CEZ and MOL announced a joint venture on Thursday to build power plants, into which MOL would inject assets and CEZ will contribute its power generation expertise.
As part of the deal, CEZ will buy a stake in MOL and MOL agreed to cover the cost of financing the share purchase.
MOL shareholders said there may be an operational logic to cooperating on building power stations but said it looked like MOL was contributing more than CEZ for an equal share in the jv.
They also wondered why the deal needed an equity transfer that involves substantial cost for MOL.
"The business rationale is next to nothing ... The management clearly have no interest whatsoever in creating value for their shareholders", one long-standing MOL shareholder said. "They are solely interested in maintaining MOL's existence as a Hungarian company."
OMV boosted its 10 percent stake in MOL to almost 20 percent in June and proposed a full merger. In September the Vienna-based company said it would be prepared to pay 32,000 forints per share, or $20 billon, for MOL.
But MOL, Hungary's largest company by market value, has rejected OMV's approaches and has embarked on a share buyback programme that has left it with effective control over around 40 percent of its own stock.
The Hungarian government has also rejected the proposed merger and passed a law that would make a deal much harder -- prompting legal action from the European Commission.
DEFENSIVE TACTIC?
Investors and analysts said the CEZ deal, like the buybacks and recent strategic initiatives such as the high-priced purchase of an Italian refiner in July, was just another defensive tactic.
A MOL spokesman denied its actions had been defensive.
While most criticism of the CEZ deal centred on the equity stake, even the power generation deal was treated with scepticism by some shareholders.
MOL is contributing power generation assets and related infrastructure, gas supply contracts and an agreement to buy power from the joint venture. CEZ did not disclose its contribution and MOL said CEZ would only contribute expertise.
"Expertise is an intangible asset," a second MOL shareholder said. "There's no value to it ... They (MOL) are not really gaining anything from CEZ in this transaction."
James Neale, oil analyst at Citigroup, said the deal was "further evidence of its (MOL's) scattergun approach to corporate strategy".

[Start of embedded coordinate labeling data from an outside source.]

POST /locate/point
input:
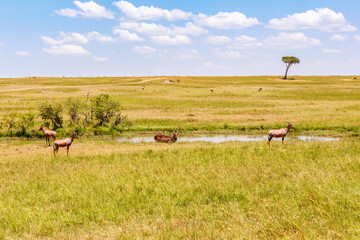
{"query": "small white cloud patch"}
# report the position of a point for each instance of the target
(100, 59)
(291, 41)
(338, 37)
(330, 51)
(323, 19)
(171, 40)
(146, 50)
(87, 10)
(150, 13)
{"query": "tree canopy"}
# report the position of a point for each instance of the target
(289, 60)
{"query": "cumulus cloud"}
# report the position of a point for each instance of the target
(330, 51)
(291, 41)
(66, 38)
(225, 20)
(150, 13)
(323, 19)
(74, 50)
(100, 59)
(22, 53)
(158, 29)
(145, 50)
(127, 36)
(86, 10)
(338, 37)
(99, 37)
(170, 40)
(227, 54)
(218, 40)
(245, 42)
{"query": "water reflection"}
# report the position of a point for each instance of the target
(230, 138)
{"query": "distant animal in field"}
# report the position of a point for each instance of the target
(48, 134)
(64, 143)
(166, 139)
(277, 133)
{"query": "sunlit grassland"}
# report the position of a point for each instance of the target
(310, 103)
(109, 190)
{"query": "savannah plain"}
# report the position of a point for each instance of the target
(243, 190)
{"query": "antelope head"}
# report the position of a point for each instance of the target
(290, 126)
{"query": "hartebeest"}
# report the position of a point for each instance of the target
(276, 133)
(48, 134)
(64, 143)
(167, 139)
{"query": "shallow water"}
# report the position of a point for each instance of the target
(229, 138)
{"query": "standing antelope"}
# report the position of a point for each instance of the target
(167, 139)
(64, 143)
(276, 133)
(48, 134)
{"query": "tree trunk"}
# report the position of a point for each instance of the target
(287, 69)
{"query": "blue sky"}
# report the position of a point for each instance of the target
(149, 38)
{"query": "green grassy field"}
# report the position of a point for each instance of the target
(112, 190)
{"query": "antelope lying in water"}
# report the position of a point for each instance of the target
(167, 139)
(48, 134)
(64, 143)
(276, 133)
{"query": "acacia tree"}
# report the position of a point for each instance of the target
(289, 61)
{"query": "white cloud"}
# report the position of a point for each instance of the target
(227, 54)
(66, 50)
(218, 40)
(225, 20)
(323, 19)
(66, 38)
(170, 40)
(291, 41)
(330, 51)
(87, 10)
(125, 35)
(158, 29)
(338, 37)
(150, 13)
(245, 42)
(145, 50)
(99, 37)
(100, 59)
(22, 53)
(357, 37)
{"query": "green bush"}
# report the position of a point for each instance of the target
(52, 113)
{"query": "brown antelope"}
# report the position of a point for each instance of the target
(167, 139)
(64, 143)
(48, 134)
(276, 133)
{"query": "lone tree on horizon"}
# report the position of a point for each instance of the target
(289, 61)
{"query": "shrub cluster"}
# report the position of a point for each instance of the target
(101, 115)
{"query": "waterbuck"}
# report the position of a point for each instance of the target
(48, 134)
(276, 133)
(167, 139)
(64, 143)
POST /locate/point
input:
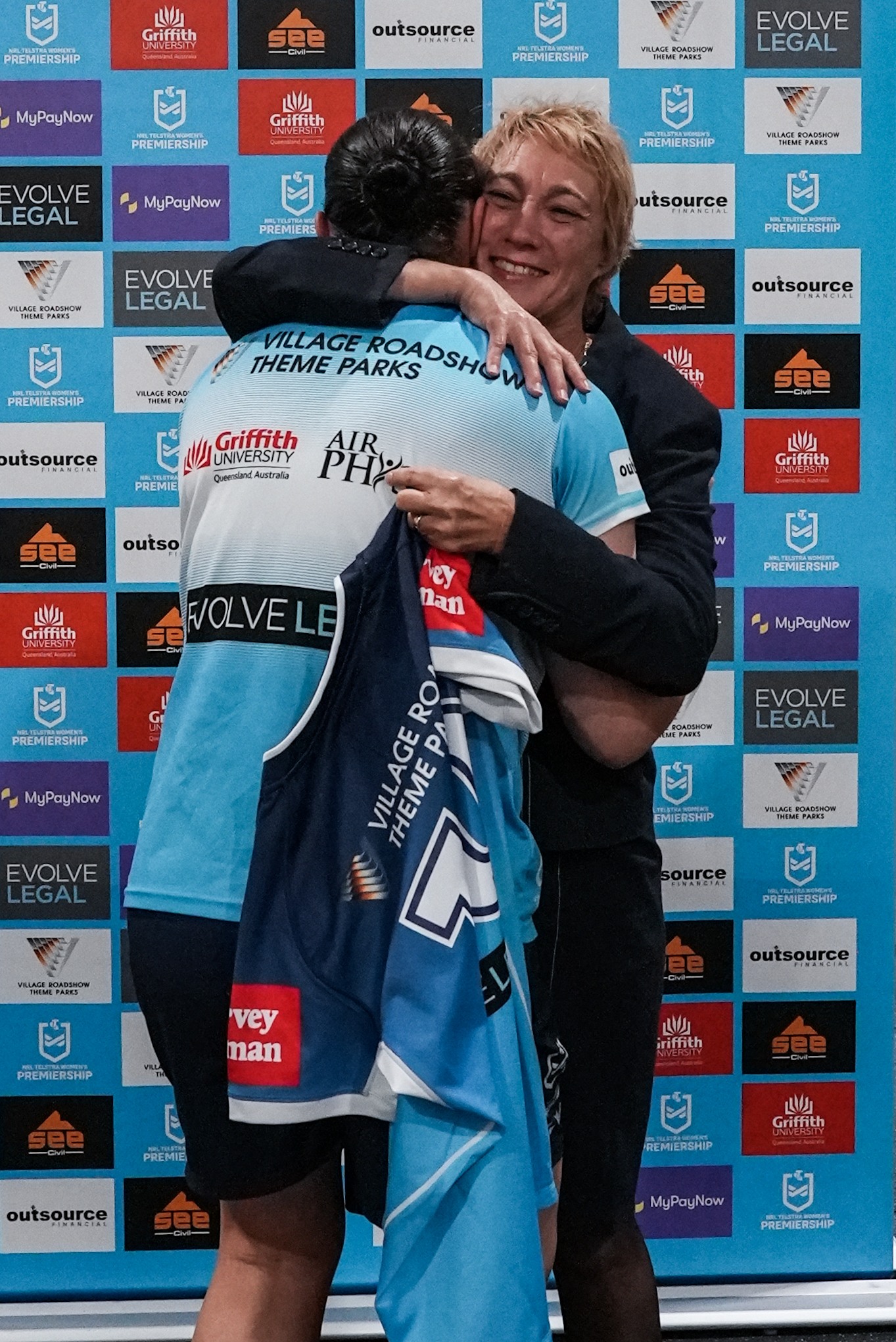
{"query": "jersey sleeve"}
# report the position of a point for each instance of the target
(593, 475)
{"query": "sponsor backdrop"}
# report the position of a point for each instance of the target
(139, 141)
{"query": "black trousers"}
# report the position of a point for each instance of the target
(599, 965)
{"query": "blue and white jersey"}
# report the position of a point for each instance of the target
(285, 444)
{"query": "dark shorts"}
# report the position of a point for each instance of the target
(183, 973)
(596, 973)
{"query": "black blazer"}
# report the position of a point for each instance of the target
(649, 620)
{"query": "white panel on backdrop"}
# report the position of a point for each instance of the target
(53, 461)
(139, 1062)
(676, 33)
(698, 875)
(54, 965)
(433, 36)
(801, 286)
(51, 289)
(800, 955)
(148, 542)
(789, 790)
(153, 373)
(511, 93)
(706, 718)
(684, 201)
(58, 1216)
(800, 116)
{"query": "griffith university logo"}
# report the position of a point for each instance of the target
(45, 276)
(803, 101)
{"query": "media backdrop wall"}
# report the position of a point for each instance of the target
(141, 143)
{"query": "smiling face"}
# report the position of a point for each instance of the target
(541, 234)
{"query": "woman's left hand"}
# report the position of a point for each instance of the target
(463, 514)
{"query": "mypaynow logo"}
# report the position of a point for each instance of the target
(54, 799)
(801, 625)
(684, 1201)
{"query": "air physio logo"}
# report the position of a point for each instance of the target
(170, 37)
(407, 36)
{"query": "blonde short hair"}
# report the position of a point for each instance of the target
(584, 135)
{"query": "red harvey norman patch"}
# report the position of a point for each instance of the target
(799, 456)
(444, 595)
(803, 1118)
(705, 362)
(187, 36)
(694, 1039)
(264, 1035)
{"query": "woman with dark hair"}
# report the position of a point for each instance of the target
(553, 228)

Investors also questioned the provision whereby CEZ will also buy a 7 percent stake in MOL at 30,000 forints per share -- below the level MOL indicated it would pay, which MOL dismissed as undervaluing MOL.
However, MOL has agreed to pay CEZ 10,000 forints per share for an option to buy the stock back at 20,000 forints at any time over the next three years, the MOL spokesman said, which means MOL should not lose on the transaction if its stock rises.
While CEZ is unable to enjoy any upside on MOL stock, with a current share price of almost 24,000 forints and an indicative bid of 32,000 forints on the table, the Prague-based firm's downside is limited.
The clear benefit of the transaction to CEZ is that MOL will also pay interest, which the MOL spokesman said was at a rate of 8 percent, to cover the outlay for the MOL stock and CEZ will also enjoy dividends.
This equates to a total return of 10 percent, the second fund manager said, adding that as MOL's cost of capital was around 7.5 percent, this would be value dilutive for MOL.
OMV said the deal was "pure financial engineering" and value destructive.
A third fund manager said he expected CEZ to vote its shares in favour of MOL's management, further limiting the ability of independent shareholders to influence company management.